Wikipedia says that because of the area rule's impact on wave drag:
aircraft have to be carefully arranged so that at the location of the wing, the fuselage is narrowed or "waisted", so that the total area doesn't change much.
This much makes sense to me. Though it's a bit difficult to tell, I understand that in the picture supplied there, the green circle toward the front of the aircraft is intended to have roughly the same area as the blue circle and lines through the wing cross-section:
All images from Wikipedia unless otherwise noted
In this image, I can see how the areas through several lines across the fuselage, wings & engines are all intended to be (roughly) equal.

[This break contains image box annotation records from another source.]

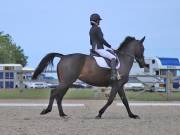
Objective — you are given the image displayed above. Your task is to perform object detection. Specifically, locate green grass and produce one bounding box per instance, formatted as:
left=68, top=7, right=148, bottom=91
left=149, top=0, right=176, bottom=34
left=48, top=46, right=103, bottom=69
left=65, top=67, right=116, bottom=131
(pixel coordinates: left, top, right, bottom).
left=0, top=89, right=180, bottom=101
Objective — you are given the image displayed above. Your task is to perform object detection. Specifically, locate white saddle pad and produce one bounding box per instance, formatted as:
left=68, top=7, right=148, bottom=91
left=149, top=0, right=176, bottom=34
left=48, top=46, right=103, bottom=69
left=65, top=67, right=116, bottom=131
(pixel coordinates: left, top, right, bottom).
left=93, top=56, right=120, bottom=69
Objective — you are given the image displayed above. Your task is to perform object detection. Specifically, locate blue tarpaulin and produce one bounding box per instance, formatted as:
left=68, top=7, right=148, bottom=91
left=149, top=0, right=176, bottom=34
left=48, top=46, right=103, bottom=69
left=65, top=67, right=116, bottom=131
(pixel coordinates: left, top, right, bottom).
left=159, top=58, right=180, bottom=66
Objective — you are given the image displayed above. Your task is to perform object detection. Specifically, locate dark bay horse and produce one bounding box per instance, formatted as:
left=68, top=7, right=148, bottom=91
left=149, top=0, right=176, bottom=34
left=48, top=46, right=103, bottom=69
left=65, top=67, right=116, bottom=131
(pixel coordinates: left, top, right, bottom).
left=32, top=37, right=147, bottom=119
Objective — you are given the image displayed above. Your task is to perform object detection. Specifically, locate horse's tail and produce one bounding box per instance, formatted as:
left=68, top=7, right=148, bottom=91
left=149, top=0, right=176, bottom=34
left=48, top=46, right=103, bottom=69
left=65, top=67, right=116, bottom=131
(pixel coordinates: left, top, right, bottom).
left=32, top=53, right=64, bottom=79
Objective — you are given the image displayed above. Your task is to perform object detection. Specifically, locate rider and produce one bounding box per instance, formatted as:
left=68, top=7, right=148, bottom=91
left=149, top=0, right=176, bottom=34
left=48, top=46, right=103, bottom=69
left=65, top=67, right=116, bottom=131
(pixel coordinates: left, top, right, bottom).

What I don't understand is how this is applied to airliners like the Airbus A380 which they say is:
showing obvious area rule shaping at the wing root
in reference to this image:
To me, it appears that the cross-section at the wing root consists of the same area at the front of the plane (roughly behind the cockpit appears to be where maximum diameter is achieved), plus the area of the wing root, plus the area through the wing, plus the area through a pair of engines (depending on exactly where you make the cross section). As I see it, there's no slimming of the body to make the area through the wing cross section equal to the area of the cross section just behind the cockpit.
This shot from above of another A380 shows that there is no
Coke bottle waist near the wings:
Am I not seeing this correctly, or do I not understand the area rule correctly?